Academic opportunities arose in addition to clinical ones: contributions to chapters, authorship on papers: all were available, but had to be earned. It took a lot of getting used to in the beginning, and trust earned meant more responsibility, which then needed to be juggled. We had endless theoretical discussions, some debates & disagreements, but all the while it felt like Edna was heavily invested in my future, and that I needed to match that same level of intensity. After a while I was asked to make even greater contributions, give more, take on more, learn more, teach more. Just more. I had never been driven so hard in my life, but when I looked at it objectively, I could see the progress. And the access to the world’s leading scholars stopping by for a week or three at a time.

Something had changed in me as I grew more comfortable in the role: it was the commitment to trying to make the lives of those who suffer better, but also to seed the field with knowledge about anxiety and its treatment. Edna had also assembled a team of like-minded scholars, researchers, and clinicians devoted to do the clinic’s work but also to find their own places to shine, and every opportunity was provided to make that happen. By the end of the 1990s I had transformed into our kid guy because that’s where the opportunities were, and with John March and his team at Duke and Henrietta Leonard and her team at Brown I was poised to develop my own programmatic line of clinical research. Edna invested thousands of hours into my training and learning, and though we did have our fair share of bare-knuckles boxing matches on a river barge (metaphorically speaking) I was given the room to grow. And disagree. All part of the process.

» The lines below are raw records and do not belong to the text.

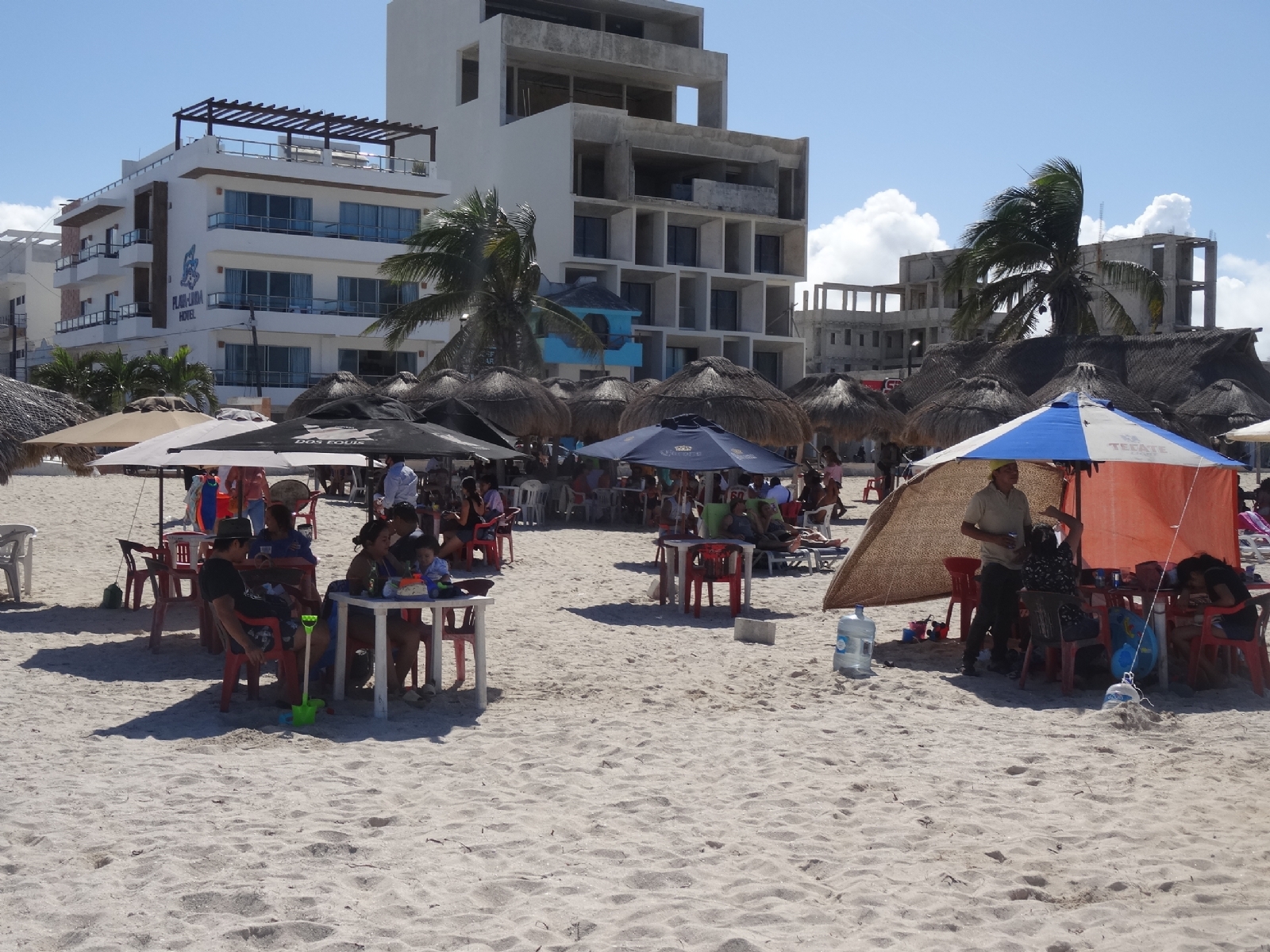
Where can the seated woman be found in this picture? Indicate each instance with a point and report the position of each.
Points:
(375, 539)
(471, 512)
(1206, 579)
(279, 539)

It took me a long time to realize that I was but one branch on Edna’s tree, and that she made the same kind of investment into the careers of countless other academics both at CTSA and outside of it. The math of that is just astounding: Edna took that work very seriously, and helped build the entire field on that foundation. Truly amazing, almost impossible if you really think about it.

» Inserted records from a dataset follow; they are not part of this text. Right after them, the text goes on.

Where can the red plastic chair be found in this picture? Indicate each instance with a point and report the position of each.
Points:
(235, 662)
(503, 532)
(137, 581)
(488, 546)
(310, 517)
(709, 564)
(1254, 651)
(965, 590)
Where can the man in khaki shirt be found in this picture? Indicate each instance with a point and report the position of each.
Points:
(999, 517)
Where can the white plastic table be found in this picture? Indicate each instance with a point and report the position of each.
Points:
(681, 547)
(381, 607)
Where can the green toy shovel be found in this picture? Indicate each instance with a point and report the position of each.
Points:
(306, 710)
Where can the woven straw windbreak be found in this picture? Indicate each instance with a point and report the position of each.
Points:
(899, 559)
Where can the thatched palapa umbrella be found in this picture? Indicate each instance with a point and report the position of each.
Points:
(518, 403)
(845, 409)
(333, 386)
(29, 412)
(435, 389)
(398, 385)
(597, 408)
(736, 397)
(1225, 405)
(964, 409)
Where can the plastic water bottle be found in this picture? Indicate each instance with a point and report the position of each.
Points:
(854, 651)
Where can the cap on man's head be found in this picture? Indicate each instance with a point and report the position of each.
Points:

Edna was a lot of things:  brilliant, driven, deeply committed to the work, and to those who worked with her.  She was also social, loved art and culture, loved classical music and gardening, was deeply committed to Charles and their family, but was also hysterically funny, and absolutely loved a good argument.  Engaged.  One of the most engaged people I have ever known.  A tour de force, one of the pillars of our field.  And my dear, true friend, who invested in me and saw talent in me that I did not recognize in myself until she aided me in doing so.  My life of incredible good fortune was made all the better by her guidance, and by her refreshing directness which she knew I could handle.  And benefit from.  And thrive in.  Thank you, Edna:  I hope that the faith you placed in me felt worthwhile.  I know I am better in so many ways because of it.  Much love, and endless appreciation for the journey we took together.